Mexican actress and comedian

Maria Alicia Delgado (born March 17, 1949, Monterrey, Nuevo Leon) is a Mexican actress and comedian, best known as one of the two female regulars on Anabel. Delgado has spent her entire television career with Televisa.

For years Delgado performed in Monterrey] and Oaxaca. It was not until the early 1980s, however that a staffer with Televisa's Oaxaca affiliate discovered her. Delgado was brought to the attention of producer Enrique Segoviano, who in 1982 cast her in an episode of Odisea Burbujas. This resulted in Delgado's relocation to Mexico City and she would go on to work with Segoviano frequently. She was cast as Marilu in the children's television series El tesoro del saber in 1984, not knowing that her most successful collaboration with Segoviano would come by decade's end.

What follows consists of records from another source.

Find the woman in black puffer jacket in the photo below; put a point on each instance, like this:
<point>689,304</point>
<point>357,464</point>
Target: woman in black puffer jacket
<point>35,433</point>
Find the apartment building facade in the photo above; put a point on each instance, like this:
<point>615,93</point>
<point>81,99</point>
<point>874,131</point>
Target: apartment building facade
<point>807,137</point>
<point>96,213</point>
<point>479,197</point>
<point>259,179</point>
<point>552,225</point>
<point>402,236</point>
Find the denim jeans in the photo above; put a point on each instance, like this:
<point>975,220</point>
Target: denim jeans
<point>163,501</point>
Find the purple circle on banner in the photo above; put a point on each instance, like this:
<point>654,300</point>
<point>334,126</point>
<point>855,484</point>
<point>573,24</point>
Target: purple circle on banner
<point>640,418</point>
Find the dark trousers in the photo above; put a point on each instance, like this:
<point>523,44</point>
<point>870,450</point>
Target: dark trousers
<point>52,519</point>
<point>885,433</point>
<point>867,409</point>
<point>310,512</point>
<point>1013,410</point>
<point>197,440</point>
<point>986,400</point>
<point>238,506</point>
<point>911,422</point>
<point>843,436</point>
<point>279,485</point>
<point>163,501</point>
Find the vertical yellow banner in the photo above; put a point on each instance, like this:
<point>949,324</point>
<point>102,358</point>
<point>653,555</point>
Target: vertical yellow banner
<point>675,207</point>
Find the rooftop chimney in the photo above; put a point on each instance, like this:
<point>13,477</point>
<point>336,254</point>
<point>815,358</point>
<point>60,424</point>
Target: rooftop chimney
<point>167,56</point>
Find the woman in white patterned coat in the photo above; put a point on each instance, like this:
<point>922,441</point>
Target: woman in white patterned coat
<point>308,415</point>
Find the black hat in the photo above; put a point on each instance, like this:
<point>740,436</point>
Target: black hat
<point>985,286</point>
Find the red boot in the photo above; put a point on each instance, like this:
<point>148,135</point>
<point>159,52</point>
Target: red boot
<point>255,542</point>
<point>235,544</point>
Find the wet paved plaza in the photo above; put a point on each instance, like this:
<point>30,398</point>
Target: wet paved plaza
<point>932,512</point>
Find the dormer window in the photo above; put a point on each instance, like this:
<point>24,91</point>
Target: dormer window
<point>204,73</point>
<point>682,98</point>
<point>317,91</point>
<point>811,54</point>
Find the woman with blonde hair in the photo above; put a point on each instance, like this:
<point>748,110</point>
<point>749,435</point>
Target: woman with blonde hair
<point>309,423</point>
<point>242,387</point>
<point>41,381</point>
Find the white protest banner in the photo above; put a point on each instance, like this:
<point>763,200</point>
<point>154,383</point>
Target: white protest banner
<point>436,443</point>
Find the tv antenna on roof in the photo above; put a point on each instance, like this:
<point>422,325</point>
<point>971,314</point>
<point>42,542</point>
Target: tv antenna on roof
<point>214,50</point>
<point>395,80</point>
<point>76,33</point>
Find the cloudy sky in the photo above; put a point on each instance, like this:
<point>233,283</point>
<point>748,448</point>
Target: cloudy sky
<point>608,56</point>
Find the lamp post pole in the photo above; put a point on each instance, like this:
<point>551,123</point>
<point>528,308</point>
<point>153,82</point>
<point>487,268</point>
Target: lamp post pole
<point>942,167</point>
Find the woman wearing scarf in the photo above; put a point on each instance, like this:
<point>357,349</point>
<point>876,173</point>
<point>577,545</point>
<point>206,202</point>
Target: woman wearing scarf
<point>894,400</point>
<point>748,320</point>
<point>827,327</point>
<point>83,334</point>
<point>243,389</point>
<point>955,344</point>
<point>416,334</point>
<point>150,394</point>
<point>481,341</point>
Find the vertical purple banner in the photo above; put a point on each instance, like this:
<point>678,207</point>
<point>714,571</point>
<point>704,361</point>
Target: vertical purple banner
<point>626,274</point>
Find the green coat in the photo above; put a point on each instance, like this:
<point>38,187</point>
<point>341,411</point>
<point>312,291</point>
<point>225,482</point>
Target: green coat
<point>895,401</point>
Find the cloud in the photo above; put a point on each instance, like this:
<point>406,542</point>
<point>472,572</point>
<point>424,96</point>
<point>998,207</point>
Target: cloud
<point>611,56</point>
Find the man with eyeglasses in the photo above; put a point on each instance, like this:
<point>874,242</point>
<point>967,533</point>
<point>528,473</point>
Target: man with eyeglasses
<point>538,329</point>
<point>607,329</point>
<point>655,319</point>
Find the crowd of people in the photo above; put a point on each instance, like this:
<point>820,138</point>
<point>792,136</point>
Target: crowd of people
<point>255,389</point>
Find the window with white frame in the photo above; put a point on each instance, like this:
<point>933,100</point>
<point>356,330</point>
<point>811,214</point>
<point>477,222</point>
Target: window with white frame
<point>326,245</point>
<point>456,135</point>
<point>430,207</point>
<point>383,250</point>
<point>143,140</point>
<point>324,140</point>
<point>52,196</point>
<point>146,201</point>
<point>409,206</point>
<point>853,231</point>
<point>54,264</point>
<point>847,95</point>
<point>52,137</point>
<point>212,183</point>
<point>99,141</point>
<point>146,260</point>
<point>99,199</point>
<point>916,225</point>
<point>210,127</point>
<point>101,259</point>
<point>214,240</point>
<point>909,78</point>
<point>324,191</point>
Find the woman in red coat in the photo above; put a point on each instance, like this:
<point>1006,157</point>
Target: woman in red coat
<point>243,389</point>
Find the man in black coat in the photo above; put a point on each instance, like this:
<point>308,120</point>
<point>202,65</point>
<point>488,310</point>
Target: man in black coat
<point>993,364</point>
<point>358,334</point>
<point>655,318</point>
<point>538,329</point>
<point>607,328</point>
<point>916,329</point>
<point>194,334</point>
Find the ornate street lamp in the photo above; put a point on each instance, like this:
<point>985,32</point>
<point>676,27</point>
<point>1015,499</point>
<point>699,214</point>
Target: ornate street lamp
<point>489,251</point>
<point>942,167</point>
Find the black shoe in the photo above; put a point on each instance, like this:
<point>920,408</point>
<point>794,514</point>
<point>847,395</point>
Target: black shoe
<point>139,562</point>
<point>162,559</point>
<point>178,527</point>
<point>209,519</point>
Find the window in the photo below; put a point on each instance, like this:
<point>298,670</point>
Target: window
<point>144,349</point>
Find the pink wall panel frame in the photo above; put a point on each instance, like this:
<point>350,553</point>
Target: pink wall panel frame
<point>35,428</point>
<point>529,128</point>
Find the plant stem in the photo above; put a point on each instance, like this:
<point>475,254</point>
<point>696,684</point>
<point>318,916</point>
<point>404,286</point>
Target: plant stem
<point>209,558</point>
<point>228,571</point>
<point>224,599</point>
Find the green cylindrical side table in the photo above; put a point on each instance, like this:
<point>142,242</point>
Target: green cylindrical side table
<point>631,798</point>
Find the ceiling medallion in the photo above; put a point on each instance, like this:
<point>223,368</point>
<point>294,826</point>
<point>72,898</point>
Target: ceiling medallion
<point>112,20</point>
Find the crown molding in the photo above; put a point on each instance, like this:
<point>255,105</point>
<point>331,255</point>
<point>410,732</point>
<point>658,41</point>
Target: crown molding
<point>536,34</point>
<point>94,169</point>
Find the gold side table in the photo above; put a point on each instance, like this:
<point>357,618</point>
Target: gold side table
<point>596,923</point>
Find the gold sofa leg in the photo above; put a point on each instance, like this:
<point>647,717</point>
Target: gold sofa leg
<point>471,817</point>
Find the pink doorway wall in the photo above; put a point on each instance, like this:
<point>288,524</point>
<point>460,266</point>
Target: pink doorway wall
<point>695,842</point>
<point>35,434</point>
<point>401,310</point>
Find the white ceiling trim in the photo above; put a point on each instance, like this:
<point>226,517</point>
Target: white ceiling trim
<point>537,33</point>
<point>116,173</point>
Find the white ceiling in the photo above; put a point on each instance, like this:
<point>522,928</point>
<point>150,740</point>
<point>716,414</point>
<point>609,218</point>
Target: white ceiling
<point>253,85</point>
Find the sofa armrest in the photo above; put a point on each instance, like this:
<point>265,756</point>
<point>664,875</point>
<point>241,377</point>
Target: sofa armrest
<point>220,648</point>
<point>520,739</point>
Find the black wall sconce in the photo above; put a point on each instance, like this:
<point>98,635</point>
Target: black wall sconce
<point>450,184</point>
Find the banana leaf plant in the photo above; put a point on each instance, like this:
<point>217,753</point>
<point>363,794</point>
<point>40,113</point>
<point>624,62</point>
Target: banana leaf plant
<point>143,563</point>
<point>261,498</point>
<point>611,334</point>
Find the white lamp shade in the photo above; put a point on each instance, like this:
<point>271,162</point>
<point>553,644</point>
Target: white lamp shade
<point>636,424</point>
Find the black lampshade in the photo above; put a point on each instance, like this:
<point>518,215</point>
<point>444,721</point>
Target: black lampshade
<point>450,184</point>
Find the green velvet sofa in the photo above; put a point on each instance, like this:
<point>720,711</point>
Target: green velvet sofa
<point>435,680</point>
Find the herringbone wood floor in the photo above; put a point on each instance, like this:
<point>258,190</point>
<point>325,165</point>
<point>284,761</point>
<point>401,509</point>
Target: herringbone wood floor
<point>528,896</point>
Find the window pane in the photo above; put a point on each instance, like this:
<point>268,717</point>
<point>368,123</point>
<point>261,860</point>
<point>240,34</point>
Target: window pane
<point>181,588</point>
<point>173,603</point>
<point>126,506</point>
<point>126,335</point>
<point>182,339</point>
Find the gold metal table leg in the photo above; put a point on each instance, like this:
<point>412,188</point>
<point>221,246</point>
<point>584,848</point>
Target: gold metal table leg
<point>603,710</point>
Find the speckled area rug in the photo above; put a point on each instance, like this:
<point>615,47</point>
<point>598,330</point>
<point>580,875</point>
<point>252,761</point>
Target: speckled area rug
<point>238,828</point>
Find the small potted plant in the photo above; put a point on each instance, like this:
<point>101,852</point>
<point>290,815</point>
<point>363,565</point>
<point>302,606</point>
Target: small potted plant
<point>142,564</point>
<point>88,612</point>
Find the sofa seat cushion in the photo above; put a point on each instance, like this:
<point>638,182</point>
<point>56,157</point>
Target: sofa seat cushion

Delgado, along with Anabel Ferreira, would be the only cast members to stay with Anabel for its entire run. When the series premiered, Mario Bezares and Eugenio Derbez were the male cast members. By 1993 the two women were still there, but Derbez's roles were now filled by Carlos Ignacio and Luis Arcoraz IV had replaced Bezares. Delgado's two best-known characters from this series were Yadhira Davilillo, a middle-aged mother in the Coralia sketches, and as an elderly woman in several others. So identifiable was the latter role that Delgado has reprised it several times since.

Delgado's elderly woman character has also appeared on, among other series, Derbez en cuando and XHDRBZ under the name of Alz (in the "Alz y Heimer" sketches) and Cero en Conducta as Jorge's (Jorge Ortiz de Pinedo) grandmother. Originally Jorge's grandmother, in recurring appearances, would try to defend Jorge and his classmates from their teacher and principal; in later recurring appearances, she would retell stories, which were acted out by the series' regular cast. Delgado also guested on Festival del Humor and Humor es...los comediantes in her elderly woman characterization. Her appearance on the latter, telecast in 2000, was ironic, as series regular Aida Pierce also would occasionally play an elderly woman in sketches.

Although Delgado is primarily a comedian, she has also appeared in telenovelas, including Querida enemiga and, most recently Amorcito Corazón.

She most recently appeared as Dora on TV series ¿Tu crees?, produced by Ortiz de Pinedo. For her contributions to television, Delgado's handprints have been embedded onto the Paseo de las Luminarias.